4 weeks ago. December 15, 2024 at 11:07 PM

A thank you to BPH -

Yesterday, I stopped by to support my girlfriend while she had run into the club for a second.

The amount of you who took the time to wish me well before I go off to medical school really touched my heart.

I only have one biological relative I am even on talking terms with so it means a lot to give me positive feedback.

Being an orphan to a bio mom and dad with drug problems that lost custody I definitely have insecurities around feeling worthless and having no "family."

For all of you who see me as family, or at least a cool queer friend/acquaintance thank you.

Having people wishing me the absolute best truly warms my heart.

I am coming to terms that I might only get to be on an ambulance 3 more times as a provider. I have saved many people and helped countless. While in the last year getting FTO status I got the opportunity to train dozens of people to get there license 🪪 and become EMTs.

Today I got to drive advanced life service critical care! ( Might be the last time I get to drive lights and sirens 😭)

I am fairly certain I am going to specialize in emergency medicine at least initially. I can't give up the adrenaline rush and hopefully as someone calling shots in an ER or critical care I can continue making an impact and saving people.

I genuinely couldn't do it without all of you.

Everyone has contradictions and as much pride I have in my intellect and accomplishments I often feel worthless infact I try so hard to fill the void of needed affirmation.

When you all have congratulated me in person and I said will see when I get though. It wasn't me trying to be a jerk I just feel in many ways until I pass med school and get my doctorate the work is not done.

What's funny is even once I am done I will still be mad at myself for not being better.

My sign language is rusty, I really should learn Spanish so I can better serve the next largest segment of our population better. #longtermgoals

I have a mantra I heard once and live by - Good Better Best, Never let it Rest, Till Your Good is Better, and Your Better is Best!

I want to be the best at anything I do and I thank you for being part of why I enjoy being alive since in my eyes I suck.

🥹

1 month ago. December 11, 2024 at 2:06 PM

I am genuinely depressed 😞

I am late on taking my hormones so I have a horrible migraine which is a crap way to start.

Then you add in the fact I crunched all the numbers and when you add school plus cost of living medical school is about to force me to take loans around 140,000-160,000 thousand.

On top of which in three weeks now I have to move and I don't even feel like packing.

Also I got really upset at my aunt shes the one bio relative I am still on speaking terms with. She was really sick reported a fever of 104 but because she was afraid of the expensive nature of hospitals went to a minute clinic where all they did was give her prescription strength Ibuprofen!
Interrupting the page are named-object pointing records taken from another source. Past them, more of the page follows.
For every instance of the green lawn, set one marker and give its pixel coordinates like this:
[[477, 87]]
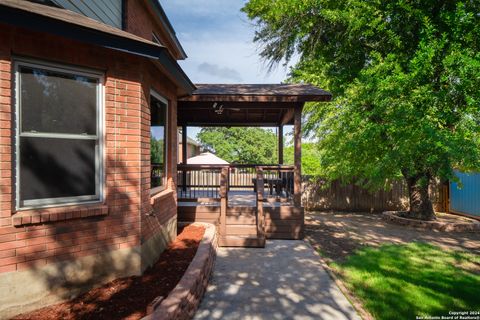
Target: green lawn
[[403, 281]]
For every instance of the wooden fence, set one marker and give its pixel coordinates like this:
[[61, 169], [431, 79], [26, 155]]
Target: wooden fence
[[354, 198]]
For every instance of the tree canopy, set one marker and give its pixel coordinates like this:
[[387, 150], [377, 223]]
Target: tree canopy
[[404, 74], [241, 145]]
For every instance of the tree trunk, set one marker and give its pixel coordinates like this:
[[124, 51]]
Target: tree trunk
[[420, 204]]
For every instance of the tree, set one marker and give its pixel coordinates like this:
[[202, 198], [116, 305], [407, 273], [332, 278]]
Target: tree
[[405, 76], [240, 145]]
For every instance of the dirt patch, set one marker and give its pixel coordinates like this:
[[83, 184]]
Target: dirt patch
[[338, 234], [127, 298]]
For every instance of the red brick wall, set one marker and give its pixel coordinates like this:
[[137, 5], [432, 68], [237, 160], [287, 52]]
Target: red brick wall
[[34, 238]]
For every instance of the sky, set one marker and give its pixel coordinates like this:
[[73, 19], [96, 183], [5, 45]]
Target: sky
[[218, 40]]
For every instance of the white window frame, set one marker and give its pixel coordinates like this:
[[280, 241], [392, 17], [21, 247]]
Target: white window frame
[[161, 98], [99, 152]]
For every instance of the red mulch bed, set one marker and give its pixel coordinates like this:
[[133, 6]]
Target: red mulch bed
[[127, 298]]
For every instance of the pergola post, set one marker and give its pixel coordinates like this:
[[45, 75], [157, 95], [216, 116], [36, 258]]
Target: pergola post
[[280, 144], [297, 145], [184, 157]]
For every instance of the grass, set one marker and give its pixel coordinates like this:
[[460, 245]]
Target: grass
[[405, 281]]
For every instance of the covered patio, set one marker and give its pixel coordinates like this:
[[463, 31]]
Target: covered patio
[[248, 202]]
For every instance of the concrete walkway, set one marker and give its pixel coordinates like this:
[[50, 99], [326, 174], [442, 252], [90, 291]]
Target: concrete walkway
[[282, 281]]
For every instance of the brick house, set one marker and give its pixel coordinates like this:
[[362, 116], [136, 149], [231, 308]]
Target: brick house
[[83, 93]]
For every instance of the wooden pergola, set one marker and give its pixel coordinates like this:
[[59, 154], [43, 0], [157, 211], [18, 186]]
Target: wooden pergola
[[247, 105]]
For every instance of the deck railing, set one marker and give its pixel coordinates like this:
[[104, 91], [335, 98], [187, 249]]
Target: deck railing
[[203, 181]]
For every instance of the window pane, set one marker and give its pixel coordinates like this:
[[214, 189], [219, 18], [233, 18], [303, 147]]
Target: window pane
[[158, 111], [57, 103], [53, 168]]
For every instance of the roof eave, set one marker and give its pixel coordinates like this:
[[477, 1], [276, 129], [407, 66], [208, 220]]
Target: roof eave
[[168, 27], [41, 23]]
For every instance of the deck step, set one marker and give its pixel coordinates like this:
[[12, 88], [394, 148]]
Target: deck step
[[242, 241], [241, 229]]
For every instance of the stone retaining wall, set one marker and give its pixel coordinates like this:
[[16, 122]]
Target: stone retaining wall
[[183, 301]]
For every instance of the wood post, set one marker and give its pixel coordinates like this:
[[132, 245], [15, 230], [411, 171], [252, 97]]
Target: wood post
[[184, 156], [297, 149], [280, 144], [260, 213], [223, 201]]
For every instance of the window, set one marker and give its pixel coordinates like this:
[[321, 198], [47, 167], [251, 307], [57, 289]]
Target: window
[[158, 138], [58, 135]]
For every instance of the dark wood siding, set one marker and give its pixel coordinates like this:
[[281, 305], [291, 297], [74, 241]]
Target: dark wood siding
[[106, 11]]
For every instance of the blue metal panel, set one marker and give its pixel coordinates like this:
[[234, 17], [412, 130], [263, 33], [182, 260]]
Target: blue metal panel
[[106, 11], [466, 199]]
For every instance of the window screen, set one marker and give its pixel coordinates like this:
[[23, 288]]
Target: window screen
[[57, 135], [158, 125]]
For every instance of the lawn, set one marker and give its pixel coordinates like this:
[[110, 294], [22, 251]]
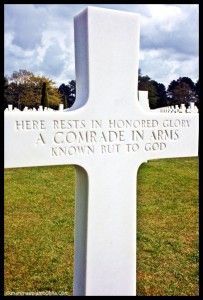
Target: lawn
[[39, 221]]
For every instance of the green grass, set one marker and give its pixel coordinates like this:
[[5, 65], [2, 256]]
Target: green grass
[[39, 221]]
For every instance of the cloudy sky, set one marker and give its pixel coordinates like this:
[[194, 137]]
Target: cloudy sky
[[39, 38]]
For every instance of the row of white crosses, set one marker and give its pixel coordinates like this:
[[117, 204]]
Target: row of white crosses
[[182, 109], [40, 108], [143, 100], [106, 135]]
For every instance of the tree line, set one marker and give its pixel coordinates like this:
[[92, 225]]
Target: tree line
[[23, 88]]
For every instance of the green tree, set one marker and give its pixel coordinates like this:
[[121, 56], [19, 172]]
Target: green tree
[[68, 93], [25, 89], [181, 90], [156, 91]]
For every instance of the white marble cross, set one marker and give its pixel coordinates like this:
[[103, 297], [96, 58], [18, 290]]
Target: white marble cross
[[107, 136]]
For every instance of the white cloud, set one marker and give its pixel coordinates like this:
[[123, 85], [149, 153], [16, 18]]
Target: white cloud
[[39, 38]]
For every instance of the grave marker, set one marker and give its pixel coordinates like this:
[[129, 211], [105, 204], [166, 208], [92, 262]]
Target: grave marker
[[107, 135]]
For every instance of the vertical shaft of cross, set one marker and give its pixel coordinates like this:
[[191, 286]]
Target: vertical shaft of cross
[[107, 58], [111, 230]]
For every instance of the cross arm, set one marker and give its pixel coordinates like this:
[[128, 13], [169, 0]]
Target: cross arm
[[176, 135]]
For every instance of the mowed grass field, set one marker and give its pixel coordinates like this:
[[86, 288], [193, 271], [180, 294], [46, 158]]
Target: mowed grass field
[[39, 222]]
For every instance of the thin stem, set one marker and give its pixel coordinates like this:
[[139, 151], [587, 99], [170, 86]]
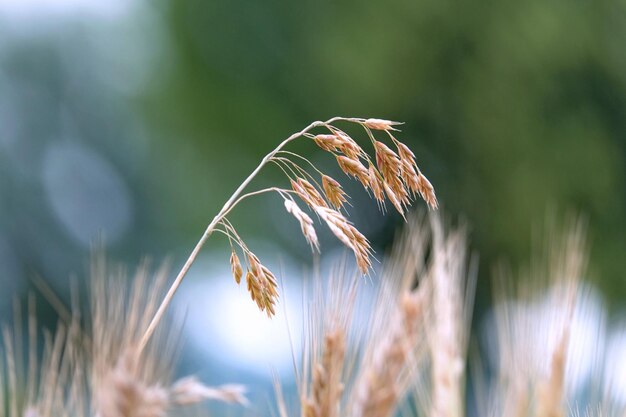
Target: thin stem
[[304, 159], [230, 203], [301, 170]]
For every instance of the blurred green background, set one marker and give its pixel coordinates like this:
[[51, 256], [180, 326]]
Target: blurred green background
[[133, 121]]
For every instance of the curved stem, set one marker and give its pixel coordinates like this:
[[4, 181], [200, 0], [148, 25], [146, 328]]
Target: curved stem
[[209, 230]]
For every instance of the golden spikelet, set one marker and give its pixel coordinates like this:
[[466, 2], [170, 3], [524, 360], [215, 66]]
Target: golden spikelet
[[235, 266], [334, 193]]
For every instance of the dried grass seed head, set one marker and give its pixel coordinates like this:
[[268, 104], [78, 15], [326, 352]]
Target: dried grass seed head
[[235, 266]]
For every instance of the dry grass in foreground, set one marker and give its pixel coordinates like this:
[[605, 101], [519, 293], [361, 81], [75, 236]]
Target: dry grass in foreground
[[411, 355]]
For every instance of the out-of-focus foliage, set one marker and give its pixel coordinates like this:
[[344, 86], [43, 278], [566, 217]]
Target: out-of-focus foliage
[[136, 119], [514, 108]]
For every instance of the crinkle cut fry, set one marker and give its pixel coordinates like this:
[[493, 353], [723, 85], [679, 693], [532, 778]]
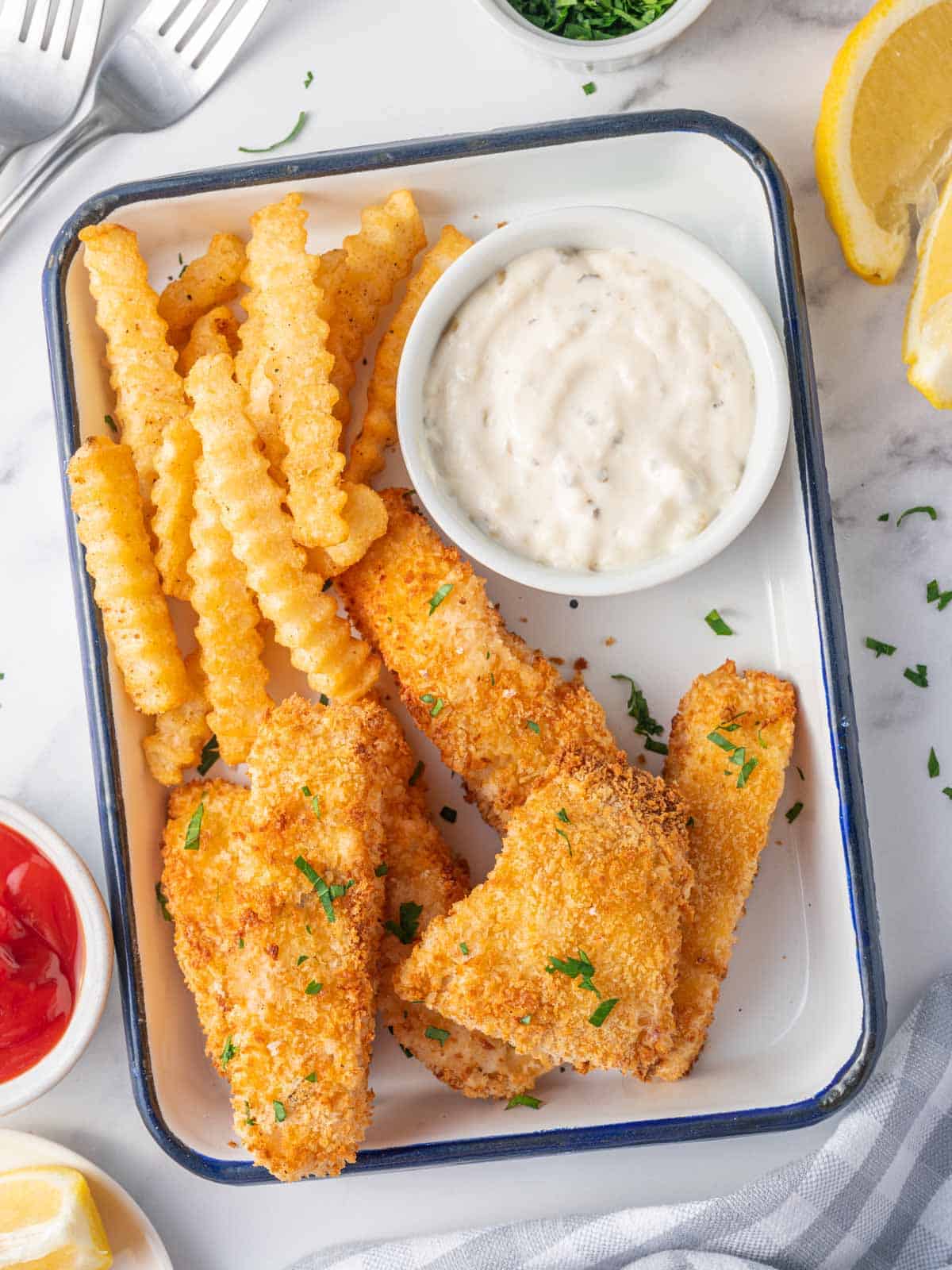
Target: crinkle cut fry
[[378, 427], [378, 257], [317, 793], [497, 710], [305, 620], [206, 283], [285, 309], [106, 498], [730, 827], [226, 630], [422, 873], [573, 941]]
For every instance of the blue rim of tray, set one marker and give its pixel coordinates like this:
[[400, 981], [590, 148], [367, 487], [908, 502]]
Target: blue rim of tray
[[833, 641]]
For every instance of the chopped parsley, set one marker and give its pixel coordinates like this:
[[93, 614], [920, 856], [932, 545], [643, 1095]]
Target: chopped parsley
[[913, 511], [919, 676], [524, 1100], [638, 710], [315, 800], [717, 624], [438, 596], [409, 922], [879, 648], [194, 833], [209, 756], [277, 145], [602, 1011], [163, 902]]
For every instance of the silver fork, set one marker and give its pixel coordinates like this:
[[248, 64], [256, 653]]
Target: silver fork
[[44, 61], [155, 73]]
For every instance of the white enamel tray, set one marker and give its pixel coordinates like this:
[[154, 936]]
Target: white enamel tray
[[803, 1011]]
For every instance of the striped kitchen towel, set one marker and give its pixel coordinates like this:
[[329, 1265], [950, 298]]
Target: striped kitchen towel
[[879, 1194]]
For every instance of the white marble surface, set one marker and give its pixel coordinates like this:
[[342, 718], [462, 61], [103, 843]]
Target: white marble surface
[[416, 67]]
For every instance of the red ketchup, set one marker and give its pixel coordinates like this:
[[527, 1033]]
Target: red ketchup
[[38, 954]]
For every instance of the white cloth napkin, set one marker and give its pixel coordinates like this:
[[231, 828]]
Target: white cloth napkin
[[879, 1194]]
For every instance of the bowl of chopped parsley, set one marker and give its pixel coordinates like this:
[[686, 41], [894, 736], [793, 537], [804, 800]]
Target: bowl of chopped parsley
[[594, 35]]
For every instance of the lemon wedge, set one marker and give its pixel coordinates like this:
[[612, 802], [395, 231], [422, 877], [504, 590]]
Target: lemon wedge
[[885, 129], [48, 1221]]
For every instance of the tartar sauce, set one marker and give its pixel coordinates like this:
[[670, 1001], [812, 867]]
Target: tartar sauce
[[589, 410]]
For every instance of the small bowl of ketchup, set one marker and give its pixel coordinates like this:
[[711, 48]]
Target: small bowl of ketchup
[[56, 956]]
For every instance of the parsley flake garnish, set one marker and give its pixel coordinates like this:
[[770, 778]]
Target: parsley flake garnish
[[194, 833], [602, 1011], [209, 756], [163, 902], [438, 596], [524, 1100], [879, 648], [277, 145], [409, 922], [315, 800], [912, 511], [717, 624]]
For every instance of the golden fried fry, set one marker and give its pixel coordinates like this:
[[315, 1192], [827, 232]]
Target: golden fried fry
[[367, 521], [181, 733], [317, 793], [206, 283], [251, 503], [378, 429], [573, 941], [378, 257], [215, 332], [141, 364], [424, 880], [730, 827], [226, 632], [497, 710], [283, 308], [107, 501]]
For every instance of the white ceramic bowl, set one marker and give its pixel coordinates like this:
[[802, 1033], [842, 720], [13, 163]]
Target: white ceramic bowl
[[94, 968], [596, 55], [598, 228]]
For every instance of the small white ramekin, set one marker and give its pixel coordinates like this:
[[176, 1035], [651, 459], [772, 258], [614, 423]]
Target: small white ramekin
[[596, 55], [598, 228], [95, 963]]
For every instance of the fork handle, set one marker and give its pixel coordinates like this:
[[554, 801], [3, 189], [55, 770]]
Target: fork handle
[[99, 122]]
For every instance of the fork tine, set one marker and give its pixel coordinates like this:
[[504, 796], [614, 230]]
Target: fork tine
[[224, 51], [12, 18]]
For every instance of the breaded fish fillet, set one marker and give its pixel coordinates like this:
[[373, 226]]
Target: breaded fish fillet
[[753, 714], [423, 880], [289, 910], [497, 710], [570, 946]]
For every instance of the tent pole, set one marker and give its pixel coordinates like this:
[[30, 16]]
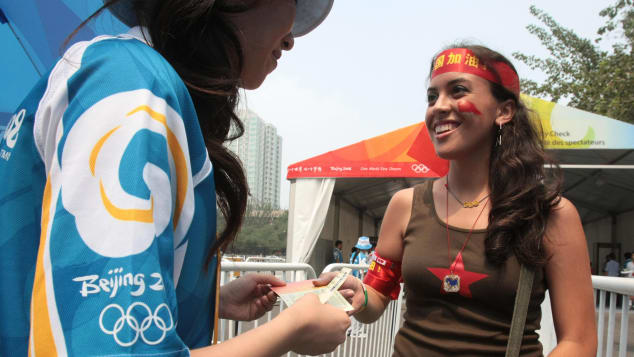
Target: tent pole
[[335, 232], [291, 221]]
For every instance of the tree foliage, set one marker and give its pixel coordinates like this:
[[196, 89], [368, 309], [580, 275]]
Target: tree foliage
[[263, 232], [578, 70]]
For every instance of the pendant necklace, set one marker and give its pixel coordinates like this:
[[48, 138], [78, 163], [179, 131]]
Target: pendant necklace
[[451, 281], [466, 204]]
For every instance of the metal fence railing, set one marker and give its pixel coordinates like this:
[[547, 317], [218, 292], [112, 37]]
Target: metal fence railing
[[377, 339], [362, 339], [617, 290]]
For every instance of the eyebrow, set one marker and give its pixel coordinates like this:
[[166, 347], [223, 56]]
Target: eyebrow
[[451, 83]]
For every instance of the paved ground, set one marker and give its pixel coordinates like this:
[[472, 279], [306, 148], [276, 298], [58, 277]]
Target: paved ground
[[617, 335], [354, 342]]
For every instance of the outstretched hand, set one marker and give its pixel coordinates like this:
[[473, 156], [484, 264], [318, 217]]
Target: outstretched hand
[[351, 289], [248, 297]]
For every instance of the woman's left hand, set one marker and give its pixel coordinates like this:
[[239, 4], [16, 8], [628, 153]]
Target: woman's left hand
[[248, 297], [351, 289]]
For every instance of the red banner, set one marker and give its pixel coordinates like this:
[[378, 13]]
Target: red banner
[[406, 152]]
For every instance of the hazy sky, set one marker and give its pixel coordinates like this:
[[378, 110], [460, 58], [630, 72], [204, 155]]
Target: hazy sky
[[363, 72]]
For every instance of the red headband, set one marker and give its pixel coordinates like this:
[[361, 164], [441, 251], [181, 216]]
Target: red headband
[[465, 61]]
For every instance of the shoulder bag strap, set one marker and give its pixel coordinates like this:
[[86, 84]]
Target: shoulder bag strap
[[522, 298]]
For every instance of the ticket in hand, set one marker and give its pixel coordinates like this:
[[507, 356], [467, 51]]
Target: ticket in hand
[[329, 294]]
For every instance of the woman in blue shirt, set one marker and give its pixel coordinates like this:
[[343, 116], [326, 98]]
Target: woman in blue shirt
[[116, 164]]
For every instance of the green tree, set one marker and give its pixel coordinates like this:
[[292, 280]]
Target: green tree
[[578, 70], [263, 231]]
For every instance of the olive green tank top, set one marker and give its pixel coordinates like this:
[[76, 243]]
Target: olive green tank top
[[474, 321]]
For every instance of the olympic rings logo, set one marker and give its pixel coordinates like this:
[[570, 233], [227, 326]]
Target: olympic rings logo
[[420, 168], [152, 319]]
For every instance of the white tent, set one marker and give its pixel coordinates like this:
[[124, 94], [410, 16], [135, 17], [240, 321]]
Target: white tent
[[343, 194]]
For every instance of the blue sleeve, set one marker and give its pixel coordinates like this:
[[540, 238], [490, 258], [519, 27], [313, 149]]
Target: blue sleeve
[[118, 202]]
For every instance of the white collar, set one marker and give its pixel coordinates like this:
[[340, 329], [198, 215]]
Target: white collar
[[141, 34]]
They didn't address the root cause of her fever or properly diagnose her and it outrages me.

I can't treat everyone on earth once I get my medical license but when the people I love are getting shit care it will hit extra deep.

If only I did things a tad faster I could have treated my aunt and she would have better care. I don't know some days just get to me.

At least yesterday I finished my final undergrad test! If I got over a 76 I would get an A in the class under a B yet since I'm already accepted to medical school it didn't even matter.

Kinda anti climatic 😭 it didn't even matter.